Seven years later, the Soviet Union would be gone. But "Red Dawn" would still be on cable TV and still taking itself way too seriously.
But for all of its dreary, depressing earnestness, "Red Dawn" is now a cult favorite, which is probably why someone at MGM thinks it is prime remake material. There's just one tiny, little problem. The Soviet Union is no more. It has ceased to be. It has expired and gone to meet its maker. It is an ex-country.
But never fear. There still is one Big Bad out there to serve as the heavy — China.
According to a review of the remake's script, the new "Red Dawn" has the Chinese invading the U.S., with the Russians coming in later to back them up. So, basically, China is the new Soviet Union and Russia is stuck with the role of Cuban flunky. My, how the Russian Bear has fallen.
The irony here is that the new "Red Dawn" is probably being shot with camera equipment made in China. And that brings up another glaring flaw with this remake.

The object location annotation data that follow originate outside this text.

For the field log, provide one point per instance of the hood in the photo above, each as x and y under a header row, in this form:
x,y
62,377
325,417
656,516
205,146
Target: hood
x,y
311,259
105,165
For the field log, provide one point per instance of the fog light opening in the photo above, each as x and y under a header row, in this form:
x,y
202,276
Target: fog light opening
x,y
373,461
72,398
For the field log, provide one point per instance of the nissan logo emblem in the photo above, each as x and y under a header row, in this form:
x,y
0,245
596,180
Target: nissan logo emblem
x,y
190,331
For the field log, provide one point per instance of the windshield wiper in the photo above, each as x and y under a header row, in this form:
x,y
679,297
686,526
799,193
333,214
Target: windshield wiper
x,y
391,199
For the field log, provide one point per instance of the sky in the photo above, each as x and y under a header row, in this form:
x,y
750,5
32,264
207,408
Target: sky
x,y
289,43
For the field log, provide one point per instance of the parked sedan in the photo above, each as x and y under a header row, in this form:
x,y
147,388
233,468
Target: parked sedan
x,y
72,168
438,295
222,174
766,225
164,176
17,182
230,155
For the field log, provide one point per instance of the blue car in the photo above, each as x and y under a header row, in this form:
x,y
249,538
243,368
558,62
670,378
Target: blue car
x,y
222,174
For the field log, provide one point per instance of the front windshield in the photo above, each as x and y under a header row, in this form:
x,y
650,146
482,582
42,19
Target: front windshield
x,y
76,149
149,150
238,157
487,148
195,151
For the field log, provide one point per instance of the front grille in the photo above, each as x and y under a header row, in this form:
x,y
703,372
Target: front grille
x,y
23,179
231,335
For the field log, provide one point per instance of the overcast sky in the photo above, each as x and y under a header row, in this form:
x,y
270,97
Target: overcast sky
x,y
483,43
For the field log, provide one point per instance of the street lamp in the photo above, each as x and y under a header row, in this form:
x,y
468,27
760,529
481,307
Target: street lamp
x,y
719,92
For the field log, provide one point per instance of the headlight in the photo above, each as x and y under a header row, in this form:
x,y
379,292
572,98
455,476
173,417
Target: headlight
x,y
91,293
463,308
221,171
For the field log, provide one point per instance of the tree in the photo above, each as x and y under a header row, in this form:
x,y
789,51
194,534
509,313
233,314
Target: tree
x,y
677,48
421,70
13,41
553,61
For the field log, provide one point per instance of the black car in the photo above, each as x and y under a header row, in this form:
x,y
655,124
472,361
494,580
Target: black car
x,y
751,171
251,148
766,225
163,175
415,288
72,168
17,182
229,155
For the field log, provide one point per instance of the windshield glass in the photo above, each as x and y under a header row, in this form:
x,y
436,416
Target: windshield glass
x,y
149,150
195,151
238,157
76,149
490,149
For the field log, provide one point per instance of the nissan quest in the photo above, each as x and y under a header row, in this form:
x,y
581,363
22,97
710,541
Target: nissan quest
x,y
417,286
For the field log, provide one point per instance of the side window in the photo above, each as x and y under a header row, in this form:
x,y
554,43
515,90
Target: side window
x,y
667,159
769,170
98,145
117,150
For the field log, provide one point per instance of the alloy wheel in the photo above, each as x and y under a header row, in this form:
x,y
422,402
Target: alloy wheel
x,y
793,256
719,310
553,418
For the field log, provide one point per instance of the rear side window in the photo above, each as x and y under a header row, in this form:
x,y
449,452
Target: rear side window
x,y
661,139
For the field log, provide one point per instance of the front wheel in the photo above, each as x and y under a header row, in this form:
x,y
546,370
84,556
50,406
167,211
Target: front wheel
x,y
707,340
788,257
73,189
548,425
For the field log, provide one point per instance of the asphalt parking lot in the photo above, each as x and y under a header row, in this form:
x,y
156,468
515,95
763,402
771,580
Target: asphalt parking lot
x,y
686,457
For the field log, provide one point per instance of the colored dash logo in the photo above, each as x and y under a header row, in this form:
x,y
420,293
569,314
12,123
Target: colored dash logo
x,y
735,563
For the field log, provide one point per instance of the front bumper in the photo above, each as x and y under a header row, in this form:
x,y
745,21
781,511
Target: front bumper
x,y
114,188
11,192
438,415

As unlikely as a Soviet invasion of the U.S. was in 1984, a Chinese invasion in 2010 is even more farfetched.
I'm pretty sure we never bought movie equipment from the former Soviet Union, but we buy almost everything from China. Last year alone, the U.S. and China did $409 billion worth of business with each other, with China racking up a $266 billion trade surplus, which it then used to buy a sizable chunk of U.S. debt.
China is far more likely to turn us over to a bill collector than invade. And that might be worse. Think of all the harassing phone calls.